The first record of the rare fern Pteris griffithii (Polypodiales: Pteridaceae: Pteridoideae) in the Bhutan Himalayas

Article information

Korean J. Pl. Taxon. 2022;52(1):24-28
Publication date (electronic) : 2022 March 31
doi :
National Biodiversity Centre, Ministry of Agriculture and Forests, Serbithang, P.O. Box 875, Thimphu 11001, Bhutan
Corresponding author Rinchen DORJI, E-mail:
Received 2021 November 17; Revised 2021 December 19; Accepted 2021 December 30.
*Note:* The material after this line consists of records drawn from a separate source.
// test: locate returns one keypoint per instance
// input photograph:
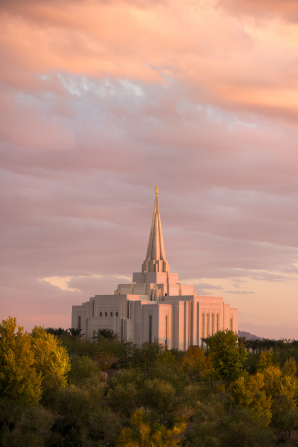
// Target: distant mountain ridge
(248, 335)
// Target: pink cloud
(101, 101)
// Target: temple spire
(155, 258)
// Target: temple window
(203, 325)
(150, 328)
(166, 332)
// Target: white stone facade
(155, 305)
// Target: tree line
(59, 389)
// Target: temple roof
(156, 250)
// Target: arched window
(166, 332)
(150, 328)
(203, 325)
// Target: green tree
(195, 363)
(51, 360)
(19, 379)
(226, 356)
(249, 391)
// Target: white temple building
(155, 305)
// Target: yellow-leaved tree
(19, 379)
(248, 391)
(144, 433)
(30, 362)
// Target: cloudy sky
(101, 100)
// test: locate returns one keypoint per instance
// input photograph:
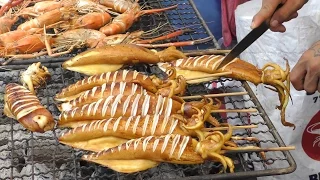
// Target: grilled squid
(112, 57)
(147, 152)
(108, 133)
(131, 105)
(120, 105)
(270, 74)
(104, 91)
(123, 88)
(171, 86)
(35, 76)
(25, 107)
(75, 90)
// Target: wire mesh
(27, 155)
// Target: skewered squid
(131, 105)
(123, 88)
(270, 74)
(147, 152)
(112, 57)
(108, 133)
(25, 107)
(151, 84)
(35, 76)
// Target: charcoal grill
(27, 155)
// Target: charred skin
(74, 90)
(25, 107)
(120, 105)
(104, 91)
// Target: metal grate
(27, 155)
(184, 16)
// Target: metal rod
(215, 95)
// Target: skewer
(215, 95)
(206, 52)
(233, 128)
(209, 76)
(257, 149)
(251, 110)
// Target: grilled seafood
(24, 106)
(24, 47)
(124, 21)
(152, 84)
(35, 76)
(48, 18)
(270, 74)
(126, 88)
(147, 152)
(120, 6)
(120, 105)
(130, 105)
(75, 90)
(99, 92)
(108, 133)
(112, 57)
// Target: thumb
(266, 11)
(286, 12)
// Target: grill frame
(32, 145)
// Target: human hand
(287, 12)
(305, 74)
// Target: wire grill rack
(27, 155)
(184, 16)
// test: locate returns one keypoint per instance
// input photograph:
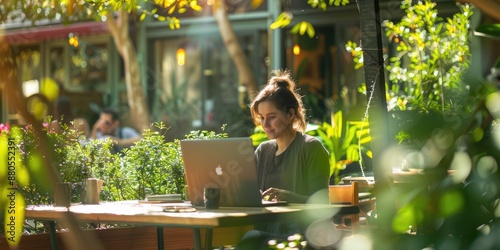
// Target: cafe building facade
(188, 74)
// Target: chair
(346, 194)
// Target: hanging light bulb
(296, 49)
(181, 56)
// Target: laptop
(227, 164)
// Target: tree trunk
(245, 74)
(135, 94)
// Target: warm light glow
(181, 56)
(296, 49)
(30, 87)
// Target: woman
(292, 166)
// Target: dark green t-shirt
(302, 168)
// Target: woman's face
(275, 122)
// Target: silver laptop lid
(226, 163)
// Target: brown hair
(280, 90)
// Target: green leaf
(488, 30)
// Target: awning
(57, 31)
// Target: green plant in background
(432, 57)
(152, 166)
(345, 146)
(426, 74)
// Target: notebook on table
(226, 163)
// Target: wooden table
(133, 212)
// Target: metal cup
(92, 190)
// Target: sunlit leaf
(256, 3)
(451, 203)
(14, 217)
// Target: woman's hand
(275, 194)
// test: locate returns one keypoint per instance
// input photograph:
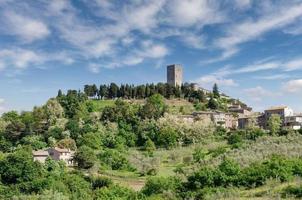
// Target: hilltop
(156, 146)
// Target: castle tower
(174, 74)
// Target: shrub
(149, 147)
(158, 185)
(235, 140)
(85, 157)
(114, 159)
(292, 191)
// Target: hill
(126, 148)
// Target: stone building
(293, 122)
(56, 153)
(225, 120)
(174, 75)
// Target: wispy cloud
(249, 30)
(28, 29)
(293, 86)
(20, 59)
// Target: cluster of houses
(241, 117)
(65, 155)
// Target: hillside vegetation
(139, 148)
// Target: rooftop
(62, 150)
(41, 153)
(277, 108)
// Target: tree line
(128, 91)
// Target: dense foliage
(106, 138)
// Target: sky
(251, 48)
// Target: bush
(85, 157)
(114, 159)
(158, 185)
(235, 140)
(292, 191)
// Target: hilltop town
(172, 140)
(238, 115)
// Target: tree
(149, 147)
(19, 167)
(15, 130)
(85, 157)
(113, 90)
(154, 107)
(60, 93)
(103, 91)
(213, 104)
(216, 91)
(274, 123)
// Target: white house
(56, 153)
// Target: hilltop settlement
(232, 115)
(164, 141)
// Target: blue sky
(251, 48)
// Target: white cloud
(151, 50)
(21, 59)
(18, 58)
(143, 17)
(193, 40)
(26, 28)
(258, 67)
(209, 80)
(94, 68)
(293, 64)
(243, 4)
(252, 29)
(186, 13)
(293, 86)
(273, 77)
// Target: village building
(56, 153)
(254, 120)
(225, 120)
(174, 75)
(293, 122)
(242, 111)
(282, 111)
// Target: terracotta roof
(41, 153)
(62, 150)
(277, 108)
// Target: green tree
(274, 124)
(216, 91)
(149, 147)
(19, 167)
(103, 91)
(85, 157)
(113, 90)
(213, 104)
(154, 107)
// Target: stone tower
(174, 74)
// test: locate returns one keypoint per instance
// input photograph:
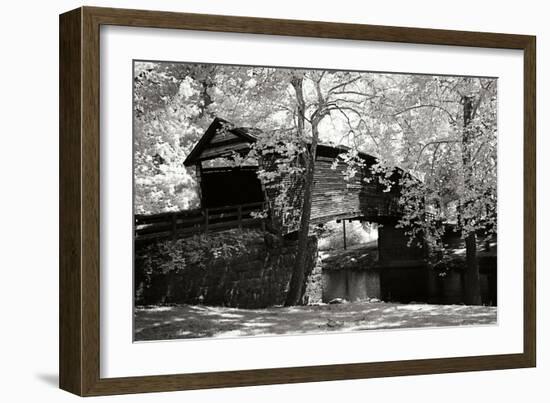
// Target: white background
(29, 202)
(119, 357)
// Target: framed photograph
(249, 201)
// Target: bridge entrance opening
(230, 187)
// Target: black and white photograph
(272, 201)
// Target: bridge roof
(215, 144)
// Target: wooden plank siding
(334, 196)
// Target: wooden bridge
(230, 194)
(185, 223)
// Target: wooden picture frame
(79, 348)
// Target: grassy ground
(191, 321)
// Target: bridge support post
(344, 231)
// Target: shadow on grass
(186, 321)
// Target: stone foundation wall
(256, 278)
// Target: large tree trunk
(472, 288)
(297, 281)
(472, 291)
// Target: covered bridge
(334, 197)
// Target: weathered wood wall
(336, 197)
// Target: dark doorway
(230, 186)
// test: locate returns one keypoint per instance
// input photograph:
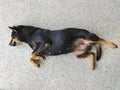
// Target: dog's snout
(12, 43)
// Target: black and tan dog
(46, 42)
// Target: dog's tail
(98, 51)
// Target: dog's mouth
(14, 42)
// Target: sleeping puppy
(56, 42)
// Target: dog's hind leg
(92, 57)
(35, 60)
(109, 44)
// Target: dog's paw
(113, 45)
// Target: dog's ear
(13, 28)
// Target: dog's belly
(57, 51)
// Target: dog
(56, 42)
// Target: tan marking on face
(15, 41)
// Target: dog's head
(16, 35)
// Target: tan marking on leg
(109, 44)
(92, 57)
(35, 57)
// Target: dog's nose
(12, 44)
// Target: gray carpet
(64, 72)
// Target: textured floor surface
(64, 72)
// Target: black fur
(60, 40)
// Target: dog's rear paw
(113, 45)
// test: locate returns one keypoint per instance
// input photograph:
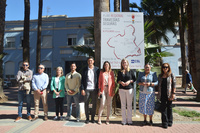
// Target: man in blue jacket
(89, 86)
(189, 82)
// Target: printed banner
(122, 36)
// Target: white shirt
(90, 81)
(57, 82)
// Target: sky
(71, 8)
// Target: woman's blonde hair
(128, 68)
(60, 69)
(104, 65)
(169, 69)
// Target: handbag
(157, 106)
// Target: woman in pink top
(106, 89)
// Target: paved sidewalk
(8, 113)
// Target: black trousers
(59, 105)
(166, 112)
(93, 95)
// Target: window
(71, 40)
(10, 42)
(88, 41)
(46, 42)
(9, 70)
(180, 70)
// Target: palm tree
(196, 20)
(3, 97)
(116, 5)
(38, 54)
(25, 43)
(99, 6)
(191, 46)
(125, 6)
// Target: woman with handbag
(147, 81)
(106, 89)
(166, 94)
(125, 79)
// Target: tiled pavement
(8, 113)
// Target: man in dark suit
(89, 86)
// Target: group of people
(93, 83)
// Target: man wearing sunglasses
(40, 82)
(72, 85)
(24, 77)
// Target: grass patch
(196, 119)
(187, 113)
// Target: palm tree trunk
(25, 42)
(38, 54)
(3, 97)
(191, 46)
(125, 6)
(116, 5)
(196, 28)
(99, 6)
(183, 53)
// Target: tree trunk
(38, 54)
(191, 46)
(182, 41)
(99, 6)
(196, 29)
(116, 5)
(125, 6)
(25, 42)
(3, 97)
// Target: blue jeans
(21, 96)
(69, 103)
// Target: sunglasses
(165, 67)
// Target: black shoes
(169, 124)
(86, 121)
(144, 122)
(151, 123)
(93, 121)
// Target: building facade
(59, 33)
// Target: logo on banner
(135, 61)
(133, 18)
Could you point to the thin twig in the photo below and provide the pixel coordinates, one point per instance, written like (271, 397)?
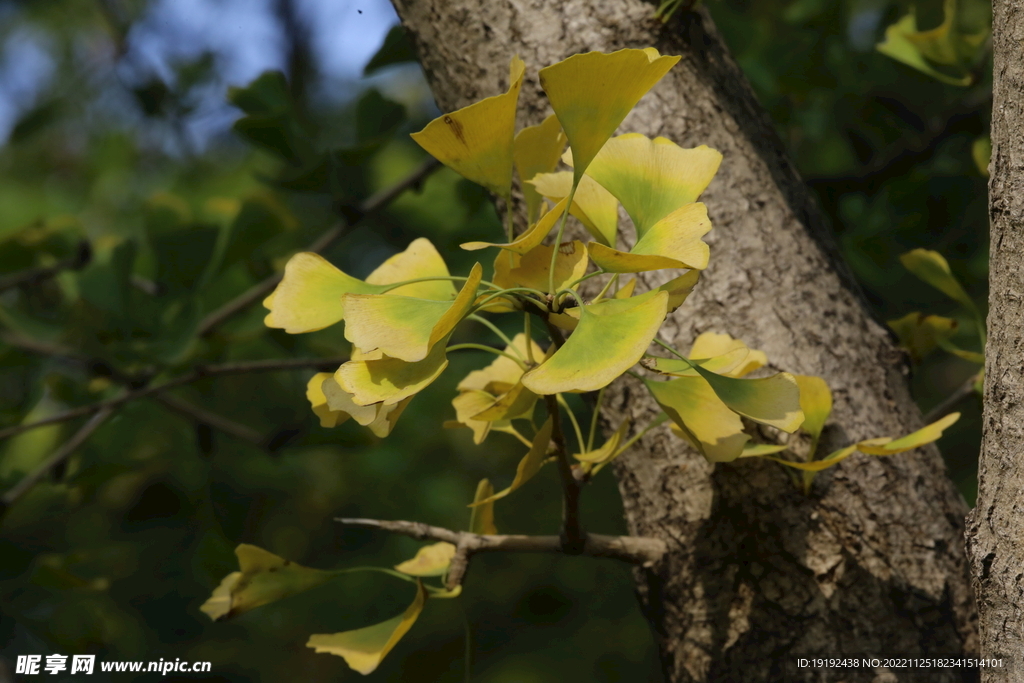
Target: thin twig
(82, 256)
(635, 550)
(573, 539)
(373, 205)
(218, 422)
(12, 495)
(199, 373)
(949, 402)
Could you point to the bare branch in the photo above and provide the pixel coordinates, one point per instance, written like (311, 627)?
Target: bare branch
(12, 495)
(634, 550)
(373, 205)
(197, 374)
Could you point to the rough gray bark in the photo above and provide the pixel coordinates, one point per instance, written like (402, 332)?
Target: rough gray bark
(995, 541)
(758, 573)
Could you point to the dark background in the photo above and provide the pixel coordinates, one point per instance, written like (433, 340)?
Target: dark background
(118, 130)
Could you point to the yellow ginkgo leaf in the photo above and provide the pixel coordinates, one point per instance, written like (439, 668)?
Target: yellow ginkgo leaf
(815, 401)
(592, 204)
(365, 648)
(888, 446)
(528, 240)
(481, 519)
(570, 265)
(309, 296)
(389, 380)
(378, 417)
(591, 93)
(711, 344)
(404, 328)
(476, 141)
(314, 394)
(537, 152)
(430, 560)
(610, 338)
(607, 450)
(528, 466)
(673, 242)
(701, 418)
(652, 177)
(262, 578)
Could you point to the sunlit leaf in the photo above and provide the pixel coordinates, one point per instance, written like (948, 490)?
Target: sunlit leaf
(592, 204)
(610, 338)
(888, 446)
(476, 141)
(528, 466)
(700, 417)
(537, 151)
(920, 334)
(263, 578)
(389, 380)
(591, 93)
(365, 648)
(652, 177)
(406, 328)
(430, 560)
(481, 519)
(528, 240)
(673, 242)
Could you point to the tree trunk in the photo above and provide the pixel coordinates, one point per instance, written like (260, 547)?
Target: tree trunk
(872, 561)
(995, 542)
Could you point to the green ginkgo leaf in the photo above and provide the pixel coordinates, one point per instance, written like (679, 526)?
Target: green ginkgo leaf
(389, 380)
(528, 466)
(592, 204)
(477, 141)
(610, 338)
(406, 328)
(263, 578)
(673, 242)
(920, 334)
(591, 93)
(700, 417)
(652, 177)
(537, 152)
(430, 560)
(364, 649)
(309, 296)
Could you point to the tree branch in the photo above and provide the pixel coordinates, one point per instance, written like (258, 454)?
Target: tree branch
(373, 205)
(12, 495)
(199, 373)
(635, 550)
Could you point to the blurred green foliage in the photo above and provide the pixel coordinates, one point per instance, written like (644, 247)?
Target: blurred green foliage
(115, 552)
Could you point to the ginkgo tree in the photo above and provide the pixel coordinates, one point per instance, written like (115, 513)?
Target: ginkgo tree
(584, 325)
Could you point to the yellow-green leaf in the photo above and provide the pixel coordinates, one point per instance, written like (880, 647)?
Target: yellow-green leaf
(933, 268)
(815, 401)
(389, 380)
(610, 338)
(430, 560)
(528, 466)
(481, 519)
(591, 93)
(592, 204)
(701, 418)
(920, 334)
(476, 141)
(365, 648)
(404, 328)
(263, 578)
(888, 446)
(652, 178)
(673, 242)
(537, 152)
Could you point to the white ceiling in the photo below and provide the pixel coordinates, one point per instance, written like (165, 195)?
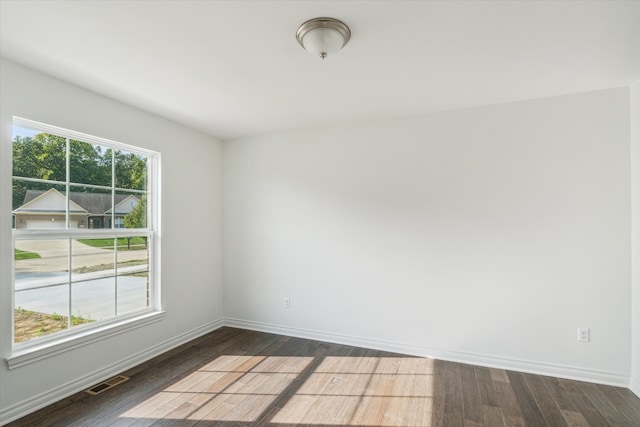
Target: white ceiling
(234, 68)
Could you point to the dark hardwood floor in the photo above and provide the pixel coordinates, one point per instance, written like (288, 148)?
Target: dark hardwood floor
(233, 377)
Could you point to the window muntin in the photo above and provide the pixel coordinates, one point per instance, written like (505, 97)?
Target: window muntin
(85, 206)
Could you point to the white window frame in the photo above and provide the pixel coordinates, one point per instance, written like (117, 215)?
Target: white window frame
(42, 347)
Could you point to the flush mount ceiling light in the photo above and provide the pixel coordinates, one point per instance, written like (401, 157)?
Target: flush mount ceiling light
(323, 36)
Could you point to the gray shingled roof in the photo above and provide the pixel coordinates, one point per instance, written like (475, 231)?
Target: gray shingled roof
(94, 203)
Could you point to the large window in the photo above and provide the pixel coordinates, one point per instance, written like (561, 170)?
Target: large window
(84, 233)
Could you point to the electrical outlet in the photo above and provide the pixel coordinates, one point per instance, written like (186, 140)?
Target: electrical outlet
(583, 335)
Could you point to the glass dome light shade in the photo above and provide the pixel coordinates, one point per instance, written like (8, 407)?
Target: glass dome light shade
(323, 36)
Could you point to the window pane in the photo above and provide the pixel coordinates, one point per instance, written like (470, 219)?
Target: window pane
(131, 210)
(95, 203)
(133, 275)
(38, 205)
(131, 171)
(93, 280)
(39, 155)
(89, 163)
(41, 287)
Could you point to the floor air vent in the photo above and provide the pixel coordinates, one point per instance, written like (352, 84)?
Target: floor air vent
(106, 385)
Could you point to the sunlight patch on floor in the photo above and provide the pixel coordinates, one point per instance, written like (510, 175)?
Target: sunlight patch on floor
(337, 390)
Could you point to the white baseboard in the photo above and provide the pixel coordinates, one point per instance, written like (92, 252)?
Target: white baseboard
(634, 385)
(51, 396)
(538, 368)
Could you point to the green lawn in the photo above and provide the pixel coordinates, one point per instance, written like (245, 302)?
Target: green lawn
(25, 255)
(136, 243)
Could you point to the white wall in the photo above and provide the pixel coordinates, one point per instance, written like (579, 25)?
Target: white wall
(486, 235)
(635, 224)
(191, 245)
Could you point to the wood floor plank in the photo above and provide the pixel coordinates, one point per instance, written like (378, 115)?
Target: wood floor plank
(513, 416)
(488, 395)
(530, 410)
(453, 400)
(471, 400)
(233, 377)
(549, 408)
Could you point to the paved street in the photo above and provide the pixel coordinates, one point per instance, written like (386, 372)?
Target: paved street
(42, 284)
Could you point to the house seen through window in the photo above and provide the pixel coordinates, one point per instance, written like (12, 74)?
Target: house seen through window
(83, 231)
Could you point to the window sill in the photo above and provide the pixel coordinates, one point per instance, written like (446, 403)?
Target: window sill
(33, 353)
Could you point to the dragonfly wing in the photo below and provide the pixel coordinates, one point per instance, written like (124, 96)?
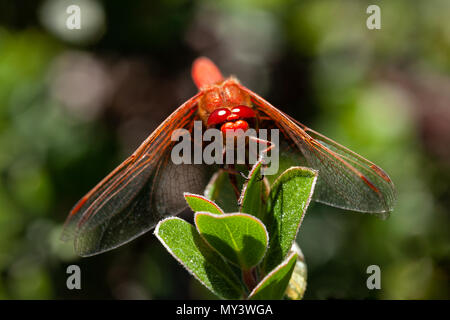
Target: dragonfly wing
(346, 180)
(125, 204)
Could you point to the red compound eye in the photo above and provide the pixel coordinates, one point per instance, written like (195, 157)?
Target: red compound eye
(243, 112)
(218, 116)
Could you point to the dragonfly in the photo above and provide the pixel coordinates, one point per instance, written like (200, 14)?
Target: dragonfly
(148, 186)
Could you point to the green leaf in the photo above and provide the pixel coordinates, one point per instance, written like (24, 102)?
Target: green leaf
(297, 285)
(241, 238)
(273, 286)
(254, 193)
(219, 190)
(184, 243)
(200, 203)
(288, 200)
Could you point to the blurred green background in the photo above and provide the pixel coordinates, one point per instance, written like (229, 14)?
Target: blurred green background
(75, 103)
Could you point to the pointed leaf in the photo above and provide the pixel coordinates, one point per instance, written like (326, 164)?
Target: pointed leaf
(288, 200)
(273, 286)
(254, 192)
(200, 203)
(184, 243)
(241, 238)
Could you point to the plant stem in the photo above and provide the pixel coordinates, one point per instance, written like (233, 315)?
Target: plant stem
(249, 278)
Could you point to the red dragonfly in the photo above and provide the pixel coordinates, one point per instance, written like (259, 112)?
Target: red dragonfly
(147, 186)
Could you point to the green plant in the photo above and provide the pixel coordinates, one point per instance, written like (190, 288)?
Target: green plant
(250, 254)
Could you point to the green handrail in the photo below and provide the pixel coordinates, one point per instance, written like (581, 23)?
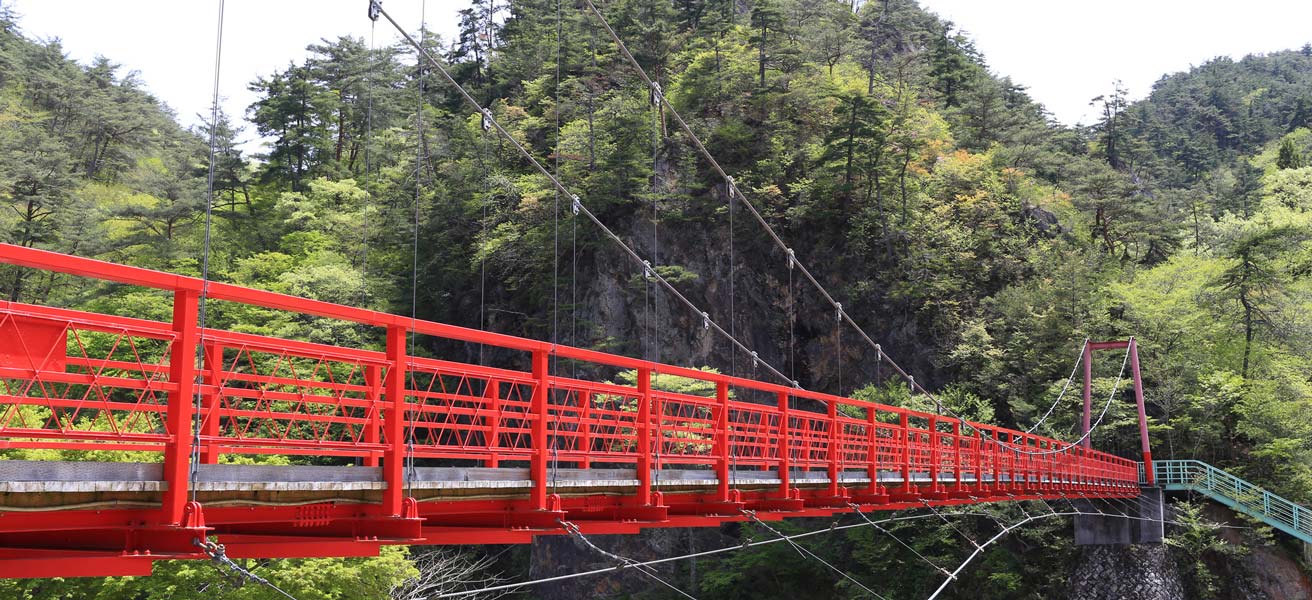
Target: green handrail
(1235, 492)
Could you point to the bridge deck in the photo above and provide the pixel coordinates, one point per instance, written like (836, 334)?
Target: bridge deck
(42, 478)
(537, 447)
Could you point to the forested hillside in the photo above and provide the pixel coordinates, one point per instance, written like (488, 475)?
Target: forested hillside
(966, 230)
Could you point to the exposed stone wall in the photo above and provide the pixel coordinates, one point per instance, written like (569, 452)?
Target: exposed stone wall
(1126, 573)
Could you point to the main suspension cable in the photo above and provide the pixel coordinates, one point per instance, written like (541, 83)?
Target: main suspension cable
(735, 191)
(1064, 387)
(198, 403)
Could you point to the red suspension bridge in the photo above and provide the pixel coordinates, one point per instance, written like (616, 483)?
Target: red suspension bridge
(146, 418)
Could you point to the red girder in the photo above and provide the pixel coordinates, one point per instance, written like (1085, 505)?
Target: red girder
(123, 384)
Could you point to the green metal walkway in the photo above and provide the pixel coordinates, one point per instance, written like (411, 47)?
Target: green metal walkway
(1235, 492)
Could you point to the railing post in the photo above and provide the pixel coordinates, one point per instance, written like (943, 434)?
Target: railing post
(538, 408)
(585, 428)
(210, 403)
(904, 420)
(394, 422)
(979, 460)
(492, 394)
(722, 441)
(835, 449)
(644, 437)
(374, 422)
(873, 450)
(785, 458)
(936, 444)
(181, 408)
(957, 462)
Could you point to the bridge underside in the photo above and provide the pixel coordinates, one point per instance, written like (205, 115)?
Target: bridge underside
(89, 517)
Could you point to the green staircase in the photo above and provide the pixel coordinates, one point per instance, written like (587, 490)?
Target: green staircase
(1235, 492)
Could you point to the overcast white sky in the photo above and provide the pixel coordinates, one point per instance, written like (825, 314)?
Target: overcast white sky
(1064, 51)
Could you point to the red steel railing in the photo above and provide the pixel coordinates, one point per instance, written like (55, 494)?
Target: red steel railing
(83, 381)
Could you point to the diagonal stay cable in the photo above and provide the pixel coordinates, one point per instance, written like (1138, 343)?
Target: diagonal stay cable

Pteris griffithii Hook., one of the rarest fern species on the Indian subcontinent, is reported from Bhutan for the first time. The identity of this species was confirmed through morphological determination at the National Herbarium (THIM) of the National Biodiversity Centre (NBC) of Bhutan. It was found only in one location, in Gyelpozhing in eastern Bhutan, at an elevation of 521 m a.s.l. on 10 January 2016. Given that a very limited study of this species was conducted, the knowledge baseline with regard to its distribution is poor. It is also reported that this species has not been found for several years. The species is also considered to be very rare or critically endangered in some countries; however, there are no assessments on the International Union for Conservation of Nature (IUCN) Red List for this particular species. This paper attempts to provide baseline information considering its rarity and data deficiency. This species is also reported from the adjacent neighboring Indian state of Arunachal Pradesh as very rare, and also from Myanmar; however, confirmation of its presence in China is not clear at this time. Therefore, considering its data deficient status, we attempt to document it scientifically to create a knowledgebase pertaining to this particular species. Concurrently, this species merits further research to understand its distribution patterns in Bhutan and any related anthropogenic threats.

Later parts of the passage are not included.